ASEBP blog posts, and auto screenshotting websites

I wanted to give an update here on the Criminal Justician series of blogs I have posted on the American Society of Evidence Based Policing (ASEBP) website. These include:

  • Denver’s STAR Program and Disorder Crime Reductions
    • Assessing whether Denver’s STAR alternative mental health responders can be expected to decrease a large number of low-level disorder crimes.
  • Violent crime interventions that are worth it
    • Two well-vetted methods – hot spots policing and focused deterrence – are worth the cost for police to implement to reduce violent crime.
  • Evidence Based Oversight on Police Use of Force
    • Collecting data in conjunction with clear administrative policies has strong evidence it overall reduces officer use of force.
  • We don’t know what causes widespread crime trends
    • While we can identify whether crime is rising or falling, retrospectively identifying what caused those ups and downs is much more difficult.
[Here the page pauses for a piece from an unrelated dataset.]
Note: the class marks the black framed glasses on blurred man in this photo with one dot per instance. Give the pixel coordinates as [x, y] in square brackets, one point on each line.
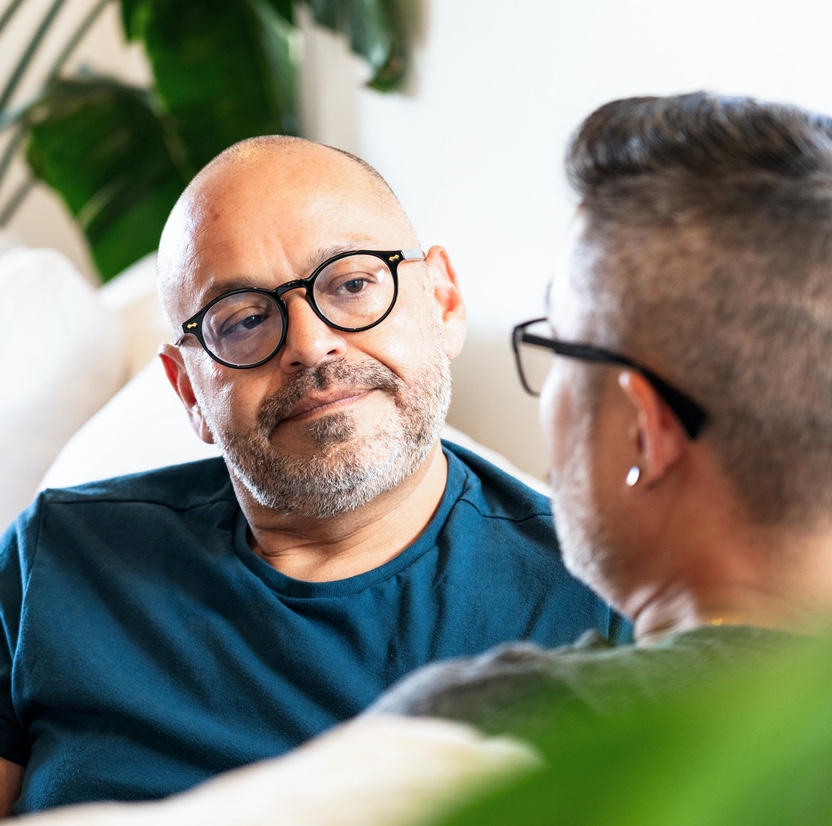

  • I think scoop and run is a good idea
    • Keeping your options open is typically better than restricting them. Police should have the option to take gun shot wound victims directly to the emergency room when appropriate.
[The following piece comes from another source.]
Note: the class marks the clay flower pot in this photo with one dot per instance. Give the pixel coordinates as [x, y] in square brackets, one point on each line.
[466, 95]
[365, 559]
  • One (well done) intervention is likely better than many
    • Piling on multiple interventions at once makes it impossible to tell if a single component is working, and is likely to have diminishing returns.
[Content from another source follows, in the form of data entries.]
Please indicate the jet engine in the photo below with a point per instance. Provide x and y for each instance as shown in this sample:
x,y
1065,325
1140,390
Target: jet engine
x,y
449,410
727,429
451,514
Going forward I will do a snippet on here, and refer folks to the ASEBP website. You need to sign up to be able to read that content – but it is an organization that is worth joining (besides for just reading my takes on science around policing topics).


So my CRIME De-Coder LLC has a focus on the merger of data science and policing. But I have a bit of wider potential application. Besides statistical analysis in different subject areas, one application I think will be of wider interest to public and private sector agencies is my experience in process automation. These often look like boring things – automating generating a report, sending an email, updating a dashboard, etc. But they can take substantial human labor, and automating also has the added benefit of making a process more robust.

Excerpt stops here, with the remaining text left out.